Because \(L^{(m)} < L^{(m+1)}\), we know that \(\sigma^{(m)}\) does not generate \(S^{(m+1)}\), so the difference term \(d_{m+1}\) is similarly non-zero:
\[\begin{equation}\label{eq:diff-m+1} d_{m+1} = S_{m+1} + \sum_{i=1}^{L^{(m)}} S_{m+1-i}\sigma^{(m)}_i \neq 0 \end{equation}\]By the inductive hypothesis, we also know:
\[\begin{equation}\label{eq:length-m-m+1} L^{(m+1)} = \max(L^{(m)}, m+1-L^{(m)}) = m+1-L^{(m)} \end{equation}\]We claim that the \(\sigma^{(n+1)}\) in Equation \(\ref{eq:sigma-n+1}\) is the connection polynomial of a valid shortest LFSR that generates \(S^{(n+1)}\):
\[\begin{equation}\label{eq:sigma-n+1} \sigma^{(n+1)}(x) = \sigma^{(n)}(x) - d_{n+1}d_{m+1}^{-1}x^{n-m}\sigma^{(m)}(x) \end{equation}\]We will prove by showing that:
\[\begin{equation}\label{eq:sigma-n+1-valid} (L^{(n+1)} < j \leq n + 1) \implies \sum_{i=0}^{L^{(n+1)}} \sigma^{(n+1)}_i S_{j-i} = 0 \end{equation}\]First expand the RHS of Equation \(\ref{eq:sigma-n+1}\):
\[\begin{equation}\label{eq:expand} \begin{aligned} \sigma^{(n+1)}(x) &= \left( \sum_{i=0}^{L^{(n)}} \sigma^{(n)}_i x^i \right) - d_{n+1}d_{m+1}^{-1}x^{n-m}\left( \sum_{i=0}^{L^{(m)}} \sigma^{(m)}_i x^i \right) \\ &= \left( \sum_{i=0}^{L^{(n)}} \sigma^{(n)}_i x^i \right) - d_{n+1}d_{m+1}^{-1}\left( \sum_{i=0}^{L^{(m)}} \sigma^{(m)}_i x^{i+n-m} \right) \\ \end{aligned} \end{equation}\]The RHS of Equation \(\ref{eq:expand}\) shows us to break down \(\sigma^{(n+1)}_i\) using coefficients of \(\sigma^{(n)}\), \(\sigma^{(m)}\), \(d_{n+1}\), and \(d_{m+1}\):
- For \(0\leq i \leq L^{(n)}\), add \(\sigma^{(n)}_i\)

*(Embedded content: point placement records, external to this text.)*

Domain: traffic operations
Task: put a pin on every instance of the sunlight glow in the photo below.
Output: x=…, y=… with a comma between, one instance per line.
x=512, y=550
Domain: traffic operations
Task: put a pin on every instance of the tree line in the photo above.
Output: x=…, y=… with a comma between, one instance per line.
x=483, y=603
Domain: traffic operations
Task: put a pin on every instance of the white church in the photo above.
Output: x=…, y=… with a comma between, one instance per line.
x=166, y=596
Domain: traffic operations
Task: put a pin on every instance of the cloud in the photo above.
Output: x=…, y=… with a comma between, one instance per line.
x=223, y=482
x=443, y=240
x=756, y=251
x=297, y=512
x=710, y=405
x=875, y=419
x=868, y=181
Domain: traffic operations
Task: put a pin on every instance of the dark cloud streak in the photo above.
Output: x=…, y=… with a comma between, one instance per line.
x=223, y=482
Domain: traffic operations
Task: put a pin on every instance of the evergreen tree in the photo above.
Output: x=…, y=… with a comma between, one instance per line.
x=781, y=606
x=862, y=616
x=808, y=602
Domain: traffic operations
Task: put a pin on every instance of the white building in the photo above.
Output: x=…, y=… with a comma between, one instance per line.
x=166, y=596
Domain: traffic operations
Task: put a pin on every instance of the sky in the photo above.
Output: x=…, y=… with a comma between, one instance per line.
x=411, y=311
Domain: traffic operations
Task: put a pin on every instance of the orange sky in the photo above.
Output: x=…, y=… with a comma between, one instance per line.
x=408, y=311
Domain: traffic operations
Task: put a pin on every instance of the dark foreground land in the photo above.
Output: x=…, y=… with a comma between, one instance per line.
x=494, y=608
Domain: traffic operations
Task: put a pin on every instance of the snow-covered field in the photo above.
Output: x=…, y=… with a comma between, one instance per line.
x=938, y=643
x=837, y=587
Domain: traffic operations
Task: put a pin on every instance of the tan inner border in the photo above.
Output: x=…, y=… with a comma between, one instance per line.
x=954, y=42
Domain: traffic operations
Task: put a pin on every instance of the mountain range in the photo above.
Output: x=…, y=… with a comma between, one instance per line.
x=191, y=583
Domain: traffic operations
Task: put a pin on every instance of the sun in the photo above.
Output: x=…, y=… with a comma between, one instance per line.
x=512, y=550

- For \(n-m \leq i \leq L^{(m)} + n - m\), add \(-d_{n+1}d_{m+1}^{-1}\sigma^{(m)}_{i-(n-m)}\)
In other words, for \(L^{(n+1)} < j \leq n + 1\):
\[\begin{equation}\label{eq:sigma-n+1-lfsr} \begin{aligned} \sum_{i=0}^{L^{(n+1)}} \sigma^{(n+1)}_i S_{j-i} &= \left( \sum_{i=0}^{L^{(n)}} \sigma^{(n)}_i S_{j-i} \right) - d_{n+1}d_{m+1}^{-1}\left( \sum_{i=0}^{L^{(m)}} \sigma^{(m)}_i S_{j - (n-m) - i} \right) \end{aligned} \end{equation}\]If \(L^{(n+1)} < j < n + 1\), then it’s easy to see that \(L^{(n)} < j \leq n\). By the inductive hypothesis we have:
\[\begin{equation}\label{eq:sigma-n-zero} (L^{(n+1)} < j < n + 1) \implies \sum_{i=0}^{L^{(n)}} \sigma^{(n)}_i S_{j-i} = 0 \end{equation}\]Also by the definition of \(m\) and Equation \(\ref{eq:lemma-1-1}\), we have
\[L^{(n+1)} \geq n+1-L^{(n)} = n+1-L^{(m+1)} = n+1-(m+1-L^{(m)}) = n-m+L^{(m)}\]This implies that \(L^{(m)} \leq L^{(n+1)} - (n-m)\), and consequently that
\[L^{(m)} \leq L^{(n+1)} - (n-m) < j - (n-m) < m + 1\]Because \(j-(n-m)\) falls in the range of \(\sigma^{(m)}\), we have
\[\begin{equation}\label{eq:sigma-m-zero} (L^{(n+1)} < j < n + 1) \implies \sum_{i=0}^{L^{(m)}} \sigma^{(m)}_i S_{j - (n-m) - i} = 0 \end{equation}\]If \(j = n+1\), then \(j - (n-m) = m+1\). From the definition of \(d_{n+1}\) and \(d_{m+1}\), we have:
\[\begin{equation}\label{eq:sigma-n-dn+1} (j = n + 1) \implies \sum_{i=0}^{L^{(n)}} \sigma^{(n)}_i S_{j-i} = d_{n+1} \end{equation}\] \[\begin{equation}\label{eq:sigma-m-dm+1} (j = n + 1) \implies \sum_{i=0}^{L^{(m)}} \sigma^{(m)}_i S_{j-(n-m)-i} = d_{m+1} \end{equation}\]Combining equations \(\ref{eq:sigma-n+1-lfsr}\), \(\ref{eq:sigma-n-zero}\), \(\ref{eq:sigma-m-zero}\), \(\ref{eq:sigma-n-dn+1}\), and \(\ref{eq:sigma-m-dm+1}\) gives us the desired result in Equation \(\ref{eq:sigma-n+1-valid}\).
By the definition of connection polynomial, we know that
\[\deg(\sigma^{(n)}) \leq L^{(n)}\]and that
\[\deg(x^{n-m}\sigma^{(m)}) \leq n-m+L^{(m)} = n-m+(m+1-L^{(m+1)}) = n+1-L^{(n)}\]The degree of \(\sigma^{(n+1)}\) is the maximum between \(\deg(\sigma^{(n)})\) and \(\deg(x^{n-m}\sigma^{(m)})\), thus:
\[L^{(n+1)} = \max(L^{(n)}, n+1-L^{(n)})\]This concludes the proof of Equation \(\ref{eq:theorem-1}\).